昨日の今日だけに、僅かに緊張があるがけれどまだ浅い部分では特におかしな様子も見受けられず、三人は揃って奥へ、奥へと進んでいく。
時折出てくるモンスターを倒しながら、森を進み。
体感的にだいたいこの辺りだろうと予想をつける。
何が? と言われれば。
――――昨日到達した場所、だ。
確か昨日はこの辺りで猿型モンスターの群れに襲われたのだが、そんな自身の言葉に村長が口を開く。
「気をつけろよ、ウッドモンキーは能力自体は低いモンスターだが、毛色を木と同化させて奇襲してくるからな、群れでこられると厄介だぜ」
そんな村長の言葉に、どうして昨日突然奇襲されるまで気づかなかったのか理解する。
カメレオンかよ、と内心で思いながらも、注意深く周囲の木々を見回す。
そうして良く見ると、確かに幹の一部が不自然に盛り上がったような木が数本見つかる。
だが薄暗い森の中ではこれは前以て知識を得て注意深く観察しなければ気づかないだろうとも思う。

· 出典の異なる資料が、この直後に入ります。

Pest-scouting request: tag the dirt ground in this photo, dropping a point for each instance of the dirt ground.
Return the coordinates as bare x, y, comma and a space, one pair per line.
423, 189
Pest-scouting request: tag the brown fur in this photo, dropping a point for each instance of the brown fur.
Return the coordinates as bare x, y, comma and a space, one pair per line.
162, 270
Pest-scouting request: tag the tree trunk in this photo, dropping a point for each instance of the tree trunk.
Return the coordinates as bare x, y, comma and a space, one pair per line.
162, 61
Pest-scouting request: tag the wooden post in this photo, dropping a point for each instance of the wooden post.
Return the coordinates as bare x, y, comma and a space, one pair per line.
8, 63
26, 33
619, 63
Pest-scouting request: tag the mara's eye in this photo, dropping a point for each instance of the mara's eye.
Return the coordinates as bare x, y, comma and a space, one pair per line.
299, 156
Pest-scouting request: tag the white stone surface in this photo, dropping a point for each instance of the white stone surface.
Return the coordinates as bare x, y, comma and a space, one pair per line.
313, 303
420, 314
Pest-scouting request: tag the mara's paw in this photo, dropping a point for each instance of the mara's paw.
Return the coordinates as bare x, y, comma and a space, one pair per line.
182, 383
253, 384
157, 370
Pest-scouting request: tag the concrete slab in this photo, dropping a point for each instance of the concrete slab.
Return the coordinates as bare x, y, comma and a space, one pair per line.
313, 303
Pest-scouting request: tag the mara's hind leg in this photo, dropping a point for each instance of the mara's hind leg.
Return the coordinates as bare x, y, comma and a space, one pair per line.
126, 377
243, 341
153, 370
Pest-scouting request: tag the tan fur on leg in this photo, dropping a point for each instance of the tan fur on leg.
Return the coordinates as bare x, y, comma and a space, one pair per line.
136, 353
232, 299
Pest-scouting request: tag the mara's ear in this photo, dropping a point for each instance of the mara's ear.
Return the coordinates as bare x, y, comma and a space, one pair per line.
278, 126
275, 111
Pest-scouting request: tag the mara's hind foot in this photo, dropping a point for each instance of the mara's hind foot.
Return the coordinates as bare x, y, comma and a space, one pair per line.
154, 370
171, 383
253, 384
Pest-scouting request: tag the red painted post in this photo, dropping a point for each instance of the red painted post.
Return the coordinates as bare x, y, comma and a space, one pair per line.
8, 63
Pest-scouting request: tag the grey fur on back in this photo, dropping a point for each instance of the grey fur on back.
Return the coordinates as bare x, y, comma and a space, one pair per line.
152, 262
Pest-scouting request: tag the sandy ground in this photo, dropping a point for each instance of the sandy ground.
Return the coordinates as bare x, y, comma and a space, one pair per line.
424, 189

けれどこうして見つけてしまえば、大した問題ではない。
と、考えていたのだが。
「そうやって上ばっかりに気を取られていると、足元に潜んだモンスターを見逃すぞ」
村長の言葉に、下を見る。
だが特におかしな物は見当たらない。地面へと延びる木々の根、落ちた葉、そして時折転がる小さな石ころ。水気を吸って柔らかくなった黒い土。
「まあ、確かに一見するとそうなんだがな」
村長が足元の石を拾い上げ、葉の積もった木の根元へ石を投げる。
とすん、と軽い音と共に。
「キィィ?!」
「イビルリーフ…………枯れ葉を傘に隠れて、襲ってくるぞ」
ぴょこ、ぴょこ、と次々と葉が持ち上がり、下から十センチにも満たない小さく黒い人型の何かが飛び出してくる。
左手で枯れ葉の茎を傘のように、もしくは盾のようにして頭上にかざし、右手には折って削ったような木の枝を槍か、もしくは針かのように構えている。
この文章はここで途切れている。